# Gravitation and Circular Motion

### Why does a orbiting satellite not fall to the Earth?

A common misconception among students is that orbiting satellites do not experience gravity. It is argued that since these satellites are not falling to the Earth, they must experience no gravity. This thought is not true because the very action of orbiting around the Earth shows that the satellite is under the influence of Earth’s gravity. Then why is the satellite not falling to the Earth?

The below simulation explains why satellites are not falling back to the Earth. In fact, these satellites are actually in the process of falling to the Earth. The simulation explains clearly how this works.

Satellite orbiting the Earth

So the answer to the above question is that the satellite is in fact, falling to the Earth. However, the Earth’s surface curves away at the same rate the the satellite is falling towards Earth. Hence, the satellite never falls onto the Earth.

It is important to note that this can happen because the satellite possesses an initial velocity that is parallel to the Earth’s surface. Without sufficient velocity of this component, the satellite would fall towards Earth.

### Gravitational force and circular motion

Planets revolve around the Sun and the Moon revoles around the Earth. These orbits are generally approximately circular, and the centripetal force to pull them around the orbits is the gravitational force.

\begin{aligned} \frac{GMm}{r^2} &= \frac{mv^2}{r} \\ \frac{GM}{r} &= {v^2}\\v&=\sqrt{\frac{GM}{r}}\end{aligned}

We can see that the linear speed, hence the angular speed, of an orbiting body is independent of the mass of the body. It is only dependent on the mass of the body producing the gravitational field and the distance of the orbiting body from the centre of the main mass.

To find the relationship between the radius and the period of orbit,

\begin{aligned} (\frac{2\pi r}{T})^2 &= \frac{GM}{r}\\T^2 &= \frac{4\pi^2}{GM}r^3 \end{aligned}

Hence we can see that the square of the period is proportional to the cube of the radius of orbit. The is the Kepler’s third law.

### Summary

1. When an object orbits around another mass, the centripetal force is gravitational in nature.

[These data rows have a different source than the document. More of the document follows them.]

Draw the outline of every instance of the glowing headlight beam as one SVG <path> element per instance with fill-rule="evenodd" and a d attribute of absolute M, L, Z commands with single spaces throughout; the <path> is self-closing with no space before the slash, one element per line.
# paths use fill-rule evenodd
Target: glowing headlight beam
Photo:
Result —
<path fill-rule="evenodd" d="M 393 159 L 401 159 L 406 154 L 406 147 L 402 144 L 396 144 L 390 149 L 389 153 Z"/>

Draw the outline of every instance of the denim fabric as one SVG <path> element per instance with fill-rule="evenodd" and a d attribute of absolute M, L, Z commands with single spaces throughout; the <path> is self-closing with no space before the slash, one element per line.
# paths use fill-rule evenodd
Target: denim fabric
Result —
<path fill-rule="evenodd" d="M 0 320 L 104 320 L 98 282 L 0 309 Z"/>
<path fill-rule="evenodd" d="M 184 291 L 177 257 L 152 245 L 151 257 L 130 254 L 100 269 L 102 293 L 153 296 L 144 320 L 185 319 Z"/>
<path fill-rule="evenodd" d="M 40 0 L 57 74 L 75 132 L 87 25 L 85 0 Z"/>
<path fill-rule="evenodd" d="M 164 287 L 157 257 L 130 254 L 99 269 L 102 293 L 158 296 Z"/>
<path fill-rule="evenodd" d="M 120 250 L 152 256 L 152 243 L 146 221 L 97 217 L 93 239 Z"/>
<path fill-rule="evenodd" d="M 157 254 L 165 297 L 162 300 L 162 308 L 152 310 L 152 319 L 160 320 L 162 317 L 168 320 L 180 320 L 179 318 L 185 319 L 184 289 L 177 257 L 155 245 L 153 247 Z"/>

2. The square of the period is proportional to the cube of the radius of orbit. This is also known as the Kepler’s third law.

### Review

#### Question 1

Two stars orbit each other in a time of 3.0 years. Calculate the angular speed \begin{aligned} \omega \end{aligned} for each star. Given that the ratio \begin{aligned} \frac{M_1}{M_2}=2.0 \end{aligned} , and the separation of the starts is $3.0 \times 10^{12} \text{ m}$ , calculate the radii \begin{aligned} R_1 \end{aligned} and \begin{aligned} R_2 \end{aligned} .

#### Solution:

Angular speed is the angular displacement per unit time. Hence,

\begin{aligned}\omega &= \frac{2 \pi}{3.0 \times 365 \times 24 \times 3600}\\&=6.6\times 10^{-8}\text{rad s}^{-1} \end{aligned}

The two stars must be orbiting with the same angular speed. Otherwise, there will be a point in time when the inner star catches up and the centre of mass would change position. The gravitational force between the two stars would then change, changing the centripetal force. This is not possible for a stable star system, hence the angular speeds of the two stars must be the same.

Equating the gravitational force to the centripetal force,

\begin{aligned} \frac{GM_1M_2}{(R_1 + R_2)^2 } &= M_2 R_2 \omega^2\\\frac{GM_1}{(R_1 + R_2)^2} &= R_2 \omega^2 \end{aligned}

Similarly,

\begin{aligned} \frac{GM_2}{(R_1 + R_2)^2} &= R_1 \omega^2 \\\frac{M_1}{M_2} &= \frac{R_2}{R_1}\end{aligned}

Since \begin{aligned} \frac{M_1}{M_2} = 2.0 \end{aligned} ,

\begin{aligned} \frac{R_2}{R_1}&=2.0\\R_2&=2.0R_1\\R_1+2R_1 &= 3.0 \times 10^{12}\\R_1&=1.0\times 10^{12}\text{ m}\\R_2 &= 2.0 \times 10^{12} \text{ m} \end{aligned}